I'd love to tell a story with mine, but there's not really much room or face-time to pull it off. It's worth considering again though.


----------



## Dead Things

I have a backstory to my haunt. My witches tell the story and as they go thru the haunt (especially the garage walkthrough) that story is re told from different perspectives. Once I developed the backstory, it helped with prop building, and with what types of props I would use. I wouldn't build an electric chair as it wouldn't make sense in the story, but a hanged man would. I found it took my haunt from looking like a Walmart vomited on my yard to a cohesive whole.


----------



## booberry crunch

Definitely. I think a story, or at least a consistent theme, is absolutely necessary. It keeps me focused on the whole of the haunt, rather than individual props.

Of course, now that I've got a garage full of "haunted carnival" scenery and props from this year, I feel the need to get at least a few more years' use out of it all. So, then I'm sort of stuck with that story, even though I'm currently thinking, "Hmmm...how about a nice, old-school graveyard setup for 2015?". Maybe a _clown_ graveyard? Gotta think on that one


----------



## Bone Dancer

I have tended to stay with the same theme or style over the years. Adding new stuff as time goes by. I have lots of yard space so there will all ways be room for something new.


----------



## akalerb

I never did have a theme. I always considered it, but I found such cool ideas for scares that never seemed to be related to each other. I sort of intended to add a theme at some point, but in 5 years never managed it. We were heavy on actors and startle scares. Now we're moving and have to sell it all. Makes me so sad!!


----------



## ryschwith

Anyone interested in sharing what their haunts' stories are? (I'm)


----------



## ryschwith

I'm still quite new, and thus will likely spend several years just making stuff before worrying about a specific theme or story.

(Also, I apparently can't edit posts after I accidentally hit enter.)


----------



## Creepitreal

The haunt where I work tells a story of a little girl of a little girl that is said to have died in the building. 
(The haunt is on the upper lever of a historic downtown building that was a bank at the time of the backstory occurrences.)
The backstory goes into pretty good detail, describing the horrors that guests experience as the energies and apparitions that the girl generated as she was dying.


----------



## GothicCandle

my haunt doesn't have a back story that toters really know about. I've come up with back stories to my props and they can all fit together but to a toter my haunt doesn't necessarily have a story or plot.
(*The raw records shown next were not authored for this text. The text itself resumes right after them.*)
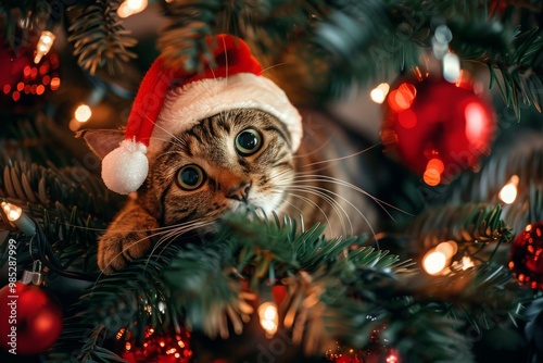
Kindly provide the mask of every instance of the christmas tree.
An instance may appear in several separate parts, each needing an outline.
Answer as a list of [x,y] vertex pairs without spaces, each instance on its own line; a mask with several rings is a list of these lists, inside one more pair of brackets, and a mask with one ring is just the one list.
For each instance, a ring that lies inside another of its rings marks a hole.
[[[539,0],[2,2],[2,362],[543,361],[542,23]],[[127,198],[75,132],[222,33],[379,142],[393,208],[349,238],[229,214],[103,275]]]

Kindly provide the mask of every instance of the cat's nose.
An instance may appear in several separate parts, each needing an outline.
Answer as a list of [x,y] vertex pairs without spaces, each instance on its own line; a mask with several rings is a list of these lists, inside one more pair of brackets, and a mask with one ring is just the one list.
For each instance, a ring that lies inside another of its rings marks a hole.
[[226,193],[226,198],[247,203],[247,200],[249,198],[249,189],[251,189],[251,183],[243,182],[239,186],[229,189]]

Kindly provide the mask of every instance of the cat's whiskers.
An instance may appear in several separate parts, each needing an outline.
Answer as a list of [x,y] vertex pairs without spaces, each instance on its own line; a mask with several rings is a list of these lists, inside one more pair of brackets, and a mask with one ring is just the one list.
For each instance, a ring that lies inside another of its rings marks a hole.
[[[326,203],[328,203],[333,209],[336,215],[338,216],[339,223],[341,225],[341,230],[343,231],[343,234],[346,234],[348,229],[349,229],[350,234],[352,235],[352,234],[354,234],[354,228],[353,228],[353,224],[351,222],[351,217],[349,216],[349,213],[345,211],[345,209],[341,205],[341,203],[337,199],[343,200],[349,205],[351,205],[366,221],[366,223],[368,223],[368,221],[364,216],[364,214],[352,202],[350,202],[346,198],[340,196],[337,192],[330,191],[330,190],[325,189],[325,188],[320,188],[320,187],[316,187],[316,186],[308,186],[308,185],[287,186],[285,188],[289,192],[298,191],[298,192],[304,192],[304,193],[316,196],[316,197],[320,198],[321,200],[324,200]],[[328,217],[325,215],[323,209],[319,208],[319,210],[328,221]],[[327,222],[327,223],[328,223],[328,225],[330,225],[329,222]],[[348,225],[349,225],[349,228],[348,228]],[[368,226],[371,229],[371,226],[369,223],[368,223]]]
[[[305,196],[302,196],[302,195],[298,195],[295,192],[292,192],[293,190],[289,190],[291,191],[289,193],[290,197],[293,197],[293,198],[298,198],[300,200],[302,200],[303,202],[310,204],[313,209],[317,209],[319,211],[320,214],[323,214],[323,217],[325,218],[326,221],[326,225],[327,226],[330,226],[330,220],[328,218],[328,215],[326,214],[326,212],[323,210],[323,208],[320,205],[318,205],[318,203],[316,203],[315,201],[311,200],[310,198],[305,197]],[[280,191],[274,191],[275,193],[281,193]],[[326,201],[326,200],[325,200]],[[328,201],[327,201],[328,202]],[[295,206],[294,203],[283,199],[283,203],[287,203],[289,205],[291,205],[292,208],[294,208],[296,211],[300,212],[300,215],[302,215],[302,210],[298,206]]]
[[[159,248],[165,248],[169,243],[174,242],[178,237],[180,237],[184,234],[187,234],[191,230],[210,226],[214,224],[217,221],[217,218],[211,218],[211,220],[198,220],[198,221],[192,221],[191,223],[188,223],[187,225],[174,225],[172,230],[165,236],[162,236],[159,241],[153,246],[153,249],[149,253],[149,258],[147,259],[147,263],[151,260],[151,258],[154,255],[155,251]],[[165,245],[165,246],[164,246]],[[146,263],[146,265],[147,265]]]
[[333,158],[333,159],[327,159],[327,160],[320,160],[320,161],[317,161],[317,162],[314,162],[314,163],[310,163],[310,164],[305,164],[305,165],[302,165],[302,167],[308,167],[308,166],[314,166],[314,165],[318,165],[318,164],[327,164],[327,163],[334,163],[334,162],[338,162],[340,160],[345,160],[345,159],[350,159],[350,158],[354,158],[354,157],[358,157],[378,146],[380,146],[381,142],[377,142],[377,143],[374,143],[372,146],[364,149],[364,150],[361,150],[361,151],[356,151],[356,152],[353,152],[349,155],[343,155],[343,157],[339,157],[339,158]]
[[391,204],[391,203],[388,203],[372,195],[370,195],[369,192],[367,192],[366,190],[362,189],[361,187],[357,187],[349,182],[345,182],[345,180],[342,180],[342,179],[339,179],[339,178],[336,178],[336,177],[331,177],[331,176],[328,176],[328,175],[319,175],[319,174],[298,174],[296,173],[296,176],[295,176],[295,179],[299,180],[299,182],[307,182],[307,183],[330,183],[330,184],[336,184],[336,185],[339,185],[339,186],[342,186],[342,187],[346,187],[346,188],[350,188],[352,190],[355,190],[357,192],[361,192],[365,196],[367,196],[368,198],[370,198],[371,200],[374,200],[382,210],[384,213],[387,213],[387,215],[392,220],[392,221],[395,221],[394,217],[390,214],[390,212],[384,208],[384,206],[389,206],[393,210],[396,210],[399,212],[402,212],[402,213],[405,213],[407,215],[411,215],[413,216],[411,213]]
[[[162,243],[164,243],[164,240],[171,238],[172,240],[168,242],[168,243],[171,243],[172,241],[175,240],[176,237],[179,237],[180,235],[186,234],[188,231],[191,231],[191,230],[193,230],[195,228],[203,227],[205,225],[212,224],[215,221],[216,221],[216,218],[211,220],[211,221],[205,221],[205,222],[202,222],[201,220],[200,221],[189,221],[189,222],[178,223],[178,224],[174,224],[174,225],[169,225],[169,226],[165,226],[165,227],[152,228],[152,229],[139,229],[139,230],[130,229],[130,230],[127,230],[127,231],[154,231],[154,233],[152,233],[150,235],[147,235],[143,238],[137,239],[135,241],[131,241],[127,246],[123,246],[123,249],[121,250],[121,252],[118,252],[117,254],[113,255],[113,259],[111,259],[111,261],[113,262],[116,258],[123,255],[124,252],[126,252],[127,250],[134,248],[138,243],[141,243],[141,242],[146,241],[147,239],[152,239],[152,238],[154,238],[156,236],[165,235],[165,236],[162,236],[159,239],[159,241],[155,243],[155,246],[153,247],[153,249],[150,252],[149,258],[147,260],[147,263],[146,263],[146,265],[147,265],[149,263],[150,259],[153,256],[153,253],[155,252],[155,250]],[[105,267],[109,267],[110,265],[111,265],[111,263],[108,264]],[[103,271],[98,275],[96,283],[98,283],[98,280],[100,279],[100,277],[102,275],[103,275]],[[94,285],[96,285],[96,283],[94,283]]]

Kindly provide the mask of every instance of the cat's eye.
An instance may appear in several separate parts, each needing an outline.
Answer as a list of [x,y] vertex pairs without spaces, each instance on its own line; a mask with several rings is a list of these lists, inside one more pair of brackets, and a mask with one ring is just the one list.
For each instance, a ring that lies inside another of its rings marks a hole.
[[249,157],[262,146],[262,136],[254,128],[245,128],[236,136],[236,150],[242,157]]
[[205,180],[205,174],[198,165],[186,165],[177,172],[177,185],[186,190],[199,188]]

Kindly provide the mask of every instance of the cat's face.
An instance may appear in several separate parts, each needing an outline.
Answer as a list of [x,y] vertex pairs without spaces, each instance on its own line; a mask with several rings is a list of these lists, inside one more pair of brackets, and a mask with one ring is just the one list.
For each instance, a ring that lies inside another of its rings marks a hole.
[[162,223],[215,217],[241,205],[280,212],[281,186],[294,177],[289,132],[251,109],[222,112],[163,143],[150,161],[147,192],[162,204]]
In the past it has been "the ghost crossing" and just been a big eclectic mix of creepy props(who all have back stories in my head). Last year we built a pvc pipe tent and called it "Mrs. Fitz' Haunted Cottage"(I still have yet to edit together my video, I've been so busy) which is a reference to one of my props. Mrs. Martha Fitz original storyline when i first built her was that she is a crazy(zombieish) cat lady who hunts down neighborhood cats for her dinner, she is a widow but no one is quite sure whatever happened to Mr. Fitz. For 2014 my boyfriend created a new prop, Yonda, as a sister to Martha and so we expanded upon the storyline to where Yonda and Martha were part of a freakshow/circus and are now retired(and have lots of time for cat hunting). Yonda is more serious, and grumpy while Martha is dingy, spastic and crazy. Yonda collects/kidnaps fairies(I have a lot of skeleton fairies) All the larger props are friends of the sisters and they stop by to visit or live with the sisters and thus the toter is unlucky enough to come upon all manner of strange creatures in Mrs. Fitz Haunted Cottage muhahahahah  However, I haven't really found a way to convey any of this to the toter other than a sign that says "Mrs. Fitz Haunted Cottage" on the entrance.


----------



## The_Caretaker

I have a grave yard also and have put together a back story;
http://www.hauntforum.com/showthread.php?t=20195


----------



## scareme

My haunt has a story if you know how to read it. This area is the story of when Grandin Road had 20% off and free shipping before Halloween. This area over here is the story of when I went to Spirit's 50% off after Halloween sale. And this rather large area is when I got lucky and hit Big Lots 80% off and filled a card and a half. Hodge podge? Yes, but I have to go by my pocketbook first, then try to get it to make some sort of since. So far none of the tot's have complained.


----------



## printersdevil

Love it scareme!


----------



## Archie Swindle

I'll use some short ghost stories and fairy tales. Keep your props in mind and design your settings accordingly to tell the story in different settings (like chapters) after an introduction at the start. This may even give you new ideas, for new props you may have never thought of before.


----------



## Otaku

scareme said:


> My haunt has a story if you know how to read it. This area is the story of when Grandin Road had 20% off and free shipping before Halloween. This area over here is the story of when I went to Spirit's 50% off after Halloween sale. And this rather large area is when I got lucky and hit Big Lots 80% off and filled a card and a half. Hodge podge? Yes, but I have to go by my pocketbook first, then try to get it to make some sort of since. So far none of the tot's have complained.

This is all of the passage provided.